Labor organizations are, of course, much more excusable than are combinations of capital to obtain increast prices. One is the herding of the weak, the other is the herding of the strong; one is using its only means of fighting while the other is using one of many. Capital is frequently not only ferocious but also cunning. Sheep and deer may be permitted to herd; not wolves. Sheep and deer herd as a means of defense, not as a means of offense.

It ought not be necessary for human beings to herd like sheep. There is too much work to be done and there is neither time nor energy to waste. Who then is to remedy conditions? It looks to me that it is most likely to be he who pays the freight, he of the great majority class, the consumer. He has suffered to the point where he has a right to be heard. Capital has the brains necessary to thinking its way out of the difficulties; will it do so?

Labor Commission the Remedy?

The consumer will view a labor commission composed of strong and patriotic men as a very gratifying prospect of relief; a commission whose province it will be to deal not only with organized but also with unorganized labor, a commission to which capital and labor not only may come but must come.

We must concede that self preservation is the first instinct of man and that it is not unreasonable for men to strike to gain the necessities of life even tho their doing so threatens you and me with the same fate which the strikers might have endured had they not struck.

Conductors and locomotive engineers state that it is impossible for them to live and support their families on less than one hundred and sixty-two dollars per month, and demand that they be paid not less than that in any instance, and in many instances much more.

This statement is either not true or else it is also true that no other class can live and support their families on less than one hundred and sixty-two dollars per month.

Nearly everyone is striking these days, every one except the consumer, and he will strike too if some suitable remedy is not found. He will get so disgusted with the extortions of labor on one side and capital on the other that he will just naturally remove his poor old bones outside of the pale of all of it; and there will be nothing for labor or capital to pick.

Must Fix a Living Wage

If it is really justice which we are after and not pure expediency, we must first determinate what constitutes a minimum living wage, and for this purpose, it matters not whether the employee be a coal miner, teamster, an office employee or a locomotive engineer.

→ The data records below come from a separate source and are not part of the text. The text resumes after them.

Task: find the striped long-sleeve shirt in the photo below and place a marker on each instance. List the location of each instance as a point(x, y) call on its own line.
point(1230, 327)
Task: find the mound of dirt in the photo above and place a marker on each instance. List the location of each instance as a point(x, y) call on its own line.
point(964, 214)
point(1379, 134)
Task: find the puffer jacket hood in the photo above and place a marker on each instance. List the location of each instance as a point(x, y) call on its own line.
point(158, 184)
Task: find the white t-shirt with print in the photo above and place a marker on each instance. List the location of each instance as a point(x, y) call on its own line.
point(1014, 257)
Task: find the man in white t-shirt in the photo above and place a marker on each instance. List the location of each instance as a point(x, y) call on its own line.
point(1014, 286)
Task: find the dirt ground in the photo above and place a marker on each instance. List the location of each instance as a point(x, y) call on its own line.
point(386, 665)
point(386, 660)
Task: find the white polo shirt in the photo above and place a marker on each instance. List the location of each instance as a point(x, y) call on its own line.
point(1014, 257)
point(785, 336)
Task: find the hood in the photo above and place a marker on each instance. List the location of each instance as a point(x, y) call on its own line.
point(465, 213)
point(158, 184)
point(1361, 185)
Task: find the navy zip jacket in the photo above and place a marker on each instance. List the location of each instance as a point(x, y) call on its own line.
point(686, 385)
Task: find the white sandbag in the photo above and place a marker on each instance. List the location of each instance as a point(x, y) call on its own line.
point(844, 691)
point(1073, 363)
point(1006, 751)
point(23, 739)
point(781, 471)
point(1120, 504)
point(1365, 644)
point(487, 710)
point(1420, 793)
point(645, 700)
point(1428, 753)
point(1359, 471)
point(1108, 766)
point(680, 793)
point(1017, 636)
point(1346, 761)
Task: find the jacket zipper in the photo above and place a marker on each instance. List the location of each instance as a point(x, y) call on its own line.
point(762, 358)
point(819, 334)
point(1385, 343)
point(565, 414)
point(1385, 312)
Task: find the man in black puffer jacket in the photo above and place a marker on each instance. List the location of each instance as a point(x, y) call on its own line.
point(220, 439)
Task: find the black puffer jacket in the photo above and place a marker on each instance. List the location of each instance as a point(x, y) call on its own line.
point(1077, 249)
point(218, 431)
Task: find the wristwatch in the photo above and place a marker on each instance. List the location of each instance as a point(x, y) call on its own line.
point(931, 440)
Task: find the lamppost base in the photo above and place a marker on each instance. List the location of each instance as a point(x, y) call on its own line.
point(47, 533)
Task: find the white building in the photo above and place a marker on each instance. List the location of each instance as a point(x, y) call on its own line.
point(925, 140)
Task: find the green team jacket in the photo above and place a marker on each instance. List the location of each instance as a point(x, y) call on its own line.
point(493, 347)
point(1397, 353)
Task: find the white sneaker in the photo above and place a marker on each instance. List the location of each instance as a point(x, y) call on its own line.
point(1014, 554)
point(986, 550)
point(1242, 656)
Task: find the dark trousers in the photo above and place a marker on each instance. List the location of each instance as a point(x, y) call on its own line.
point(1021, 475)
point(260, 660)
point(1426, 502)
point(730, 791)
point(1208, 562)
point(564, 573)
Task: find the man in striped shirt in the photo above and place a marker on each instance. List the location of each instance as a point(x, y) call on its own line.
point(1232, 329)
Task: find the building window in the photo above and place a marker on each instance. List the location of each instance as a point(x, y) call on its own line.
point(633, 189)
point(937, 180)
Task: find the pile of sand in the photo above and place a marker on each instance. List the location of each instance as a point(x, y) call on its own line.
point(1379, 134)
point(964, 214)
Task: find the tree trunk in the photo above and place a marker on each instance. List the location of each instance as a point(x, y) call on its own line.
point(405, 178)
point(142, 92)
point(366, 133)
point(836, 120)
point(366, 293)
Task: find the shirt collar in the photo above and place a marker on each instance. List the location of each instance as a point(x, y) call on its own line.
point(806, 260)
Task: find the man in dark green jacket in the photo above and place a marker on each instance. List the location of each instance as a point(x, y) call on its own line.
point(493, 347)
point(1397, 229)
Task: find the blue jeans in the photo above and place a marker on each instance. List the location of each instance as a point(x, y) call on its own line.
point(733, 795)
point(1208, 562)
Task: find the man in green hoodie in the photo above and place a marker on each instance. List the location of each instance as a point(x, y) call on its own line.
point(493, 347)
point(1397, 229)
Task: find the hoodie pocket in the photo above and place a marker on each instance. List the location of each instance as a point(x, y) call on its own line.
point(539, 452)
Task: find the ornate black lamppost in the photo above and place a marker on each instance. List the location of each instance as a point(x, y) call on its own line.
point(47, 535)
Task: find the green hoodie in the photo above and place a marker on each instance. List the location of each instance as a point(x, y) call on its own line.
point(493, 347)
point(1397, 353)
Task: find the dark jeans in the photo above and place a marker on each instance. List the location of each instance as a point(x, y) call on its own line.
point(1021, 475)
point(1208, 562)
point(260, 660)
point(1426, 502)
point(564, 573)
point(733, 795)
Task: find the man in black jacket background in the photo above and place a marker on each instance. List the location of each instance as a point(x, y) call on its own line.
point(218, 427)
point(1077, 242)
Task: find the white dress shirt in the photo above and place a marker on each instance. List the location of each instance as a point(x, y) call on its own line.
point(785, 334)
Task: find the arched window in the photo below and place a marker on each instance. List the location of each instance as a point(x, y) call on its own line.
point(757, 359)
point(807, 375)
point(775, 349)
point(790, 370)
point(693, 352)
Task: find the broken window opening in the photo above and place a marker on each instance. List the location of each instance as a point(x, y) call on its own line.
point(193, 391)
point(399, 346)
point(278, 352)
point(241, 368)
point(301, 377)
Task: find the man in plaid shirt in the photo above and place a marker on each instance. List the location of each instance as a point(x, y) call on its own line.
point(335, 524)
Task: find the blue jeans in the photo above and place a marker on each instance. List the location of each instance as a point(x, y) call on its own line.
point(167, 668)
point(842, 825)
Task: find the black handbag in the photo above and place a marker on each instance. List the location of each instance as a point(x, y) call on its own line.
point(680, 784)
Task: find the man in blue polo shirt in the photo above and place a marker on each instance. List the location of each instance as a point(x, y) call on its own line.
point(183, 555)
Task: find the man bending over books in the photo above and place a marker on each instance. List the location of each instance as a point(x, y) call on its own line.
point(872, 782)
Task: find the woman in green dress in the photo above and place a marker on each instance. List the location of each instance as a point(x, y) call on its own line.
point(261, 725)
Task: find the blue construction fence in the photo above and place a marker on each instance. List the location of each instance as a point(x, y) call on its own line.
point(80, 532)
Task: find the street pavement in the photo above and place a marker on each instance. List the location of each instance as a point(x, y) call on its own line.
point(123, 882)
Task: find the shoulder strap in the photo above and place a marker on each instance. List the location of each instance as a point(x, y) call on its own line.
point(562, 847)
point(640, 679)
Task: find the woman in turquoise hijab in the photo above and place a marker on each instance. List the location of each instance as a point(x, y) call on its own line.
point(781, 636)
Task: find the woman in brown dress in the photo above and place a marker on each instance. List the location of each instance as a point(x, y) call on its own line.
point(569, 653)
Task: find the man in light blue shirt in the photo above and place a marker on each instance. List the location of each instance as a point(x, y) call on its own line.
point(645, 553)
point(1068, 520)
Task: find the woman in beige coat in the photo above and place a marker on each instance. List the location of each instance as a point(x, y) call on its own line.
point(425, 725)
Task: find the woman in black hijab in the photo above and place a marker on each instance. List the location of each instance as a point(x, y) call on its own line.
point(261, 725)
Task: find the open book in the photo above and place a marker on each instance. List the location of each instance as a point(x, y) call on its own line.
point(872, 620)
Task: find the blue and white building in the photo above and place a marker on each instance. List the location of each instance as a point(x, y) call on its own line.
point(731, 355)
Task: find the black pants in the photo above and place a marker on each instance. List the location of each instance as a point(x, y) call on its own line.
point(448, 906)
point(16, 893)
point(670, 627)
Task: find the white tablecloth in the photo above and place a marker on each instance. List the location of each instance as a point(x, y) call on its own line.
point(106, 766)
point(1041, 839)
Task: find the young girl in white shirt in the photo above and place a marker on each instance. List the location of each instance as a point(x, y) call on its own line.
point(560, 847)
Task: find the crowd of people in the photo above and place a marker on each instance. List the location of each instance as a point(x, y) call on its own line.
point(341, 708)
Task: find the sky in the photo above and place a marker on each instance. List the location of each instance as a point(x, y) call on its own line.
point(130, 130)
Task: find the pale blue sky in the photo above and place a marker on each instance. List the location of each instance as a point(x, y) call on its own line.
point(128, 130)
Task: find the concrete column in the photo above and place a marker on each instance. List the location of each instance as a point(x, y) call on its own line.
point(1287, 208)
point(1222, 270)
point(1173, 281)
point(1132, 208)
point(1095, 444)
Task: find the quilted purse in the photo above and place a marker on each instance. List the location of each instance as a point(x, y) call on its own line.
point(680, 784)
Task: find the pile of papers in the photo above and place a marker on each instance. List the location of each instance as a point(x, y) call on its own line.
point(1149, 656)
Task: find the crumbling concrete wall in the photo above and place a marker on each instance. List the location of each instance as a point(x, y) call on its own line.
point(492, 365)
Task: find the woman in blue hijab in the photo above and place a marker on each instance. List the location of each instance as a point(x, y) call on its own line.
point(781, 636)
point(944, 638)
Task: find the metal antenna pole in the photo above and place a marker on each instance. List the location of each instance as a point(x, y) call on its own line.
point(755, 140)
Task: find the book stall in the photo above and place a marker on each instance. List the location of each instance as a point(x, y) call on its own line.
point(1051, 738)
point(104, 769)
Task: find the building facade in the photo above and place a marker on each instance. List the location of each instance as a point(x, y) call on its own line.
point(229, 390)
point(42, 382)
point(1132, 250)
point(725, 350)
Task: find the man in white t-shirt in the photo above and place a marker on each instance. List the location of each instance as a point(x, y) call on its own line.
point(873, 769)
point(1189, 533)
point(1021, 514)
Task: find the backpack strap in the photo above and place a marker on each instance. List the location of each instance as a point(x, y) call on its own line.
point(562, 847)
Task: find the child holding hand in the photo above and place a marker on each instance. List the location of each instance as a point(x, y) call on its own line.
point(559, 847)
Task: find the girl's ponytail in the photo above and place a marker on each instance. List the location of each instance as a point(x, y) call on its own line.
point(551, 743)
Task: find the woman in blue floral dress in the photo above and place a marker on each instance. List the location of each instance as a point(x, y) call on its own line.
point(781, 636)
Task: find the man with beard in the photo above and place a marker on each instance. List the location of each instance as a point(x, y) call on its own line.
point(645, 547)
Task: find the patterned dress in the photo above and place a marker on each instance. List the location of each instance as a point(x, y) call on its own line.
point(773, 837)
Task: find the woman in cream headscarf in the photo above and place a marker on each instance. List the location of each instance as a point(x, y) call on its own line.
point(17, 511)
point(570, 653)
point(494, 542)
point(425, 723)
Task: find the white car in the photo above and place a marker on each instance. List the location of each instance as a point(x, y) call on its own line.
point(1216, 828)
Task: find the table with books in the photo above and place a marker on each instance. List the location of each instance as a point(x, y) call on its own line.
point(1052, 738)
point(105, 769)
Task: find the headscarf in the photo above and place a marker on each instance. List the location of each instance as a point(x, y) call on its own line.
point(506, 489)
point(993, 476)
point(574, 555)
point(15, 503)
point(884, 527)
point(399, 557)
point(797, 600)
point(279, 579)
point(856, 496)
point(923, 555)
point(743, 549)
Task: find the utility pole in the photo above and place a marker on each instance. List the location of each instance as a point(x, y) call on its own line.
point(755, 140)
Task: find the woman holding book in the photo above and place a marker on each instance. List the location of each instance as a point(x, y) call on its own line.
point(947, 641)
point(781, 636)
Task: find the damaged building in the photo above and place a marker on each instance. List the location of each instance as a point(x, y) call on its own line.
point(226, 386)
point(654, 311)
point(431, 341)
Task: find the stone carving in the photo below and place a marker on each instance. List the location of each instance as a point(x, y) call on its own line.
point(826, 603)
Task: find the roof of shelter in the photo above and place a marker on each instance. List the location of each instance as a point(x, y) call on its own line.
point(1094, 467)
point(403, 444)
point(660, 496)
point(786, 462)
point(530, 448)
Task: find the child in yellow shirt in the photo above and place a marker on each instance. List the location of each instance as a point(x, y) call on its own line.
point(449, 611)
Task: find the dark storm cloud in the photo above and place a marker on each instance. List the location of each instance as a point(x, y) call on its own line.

Having once decided what constitutes a living wage, it should be the policy of this government to see that no laborer be paid less than that, whether organized or unorganized, and on other hand it should be the policy of this government not to permit organized labor to tie up and demoralize the industries of the land, invoke the supreme power of strike in order force capital to a higher wage.

Combinations of capital to effect prices are wrong per se, and not to be permitted under any conceivable circumstances; combinations of labor are not wrong per se but become so when used as a means of aggression instead of a means of defense.

The Need of a True Spirit of Service

Even more nauseating than the striker who holds up work necessary to the prosecution of the war is the man who avails himself of the emergency created by the unsettled conditions to raise the prices of commodities of every day use. It is strange how furious is the patriotism of some of these men. There was a day when religion was considered the most available cloak for misdemeanor; patriotism is taking rank today. Fortunately our legislators have been far sighted enough to foresee some of these things. The excess profits tax will absorb some of the slack.

As a matter of public policy, both underpay and overwork are objectionable and demoralizing as the idleness which results from strikes. If civilization falls, it will be over the stumbling block of selfishness, but a true spirit of service is capable of working a world's redemption.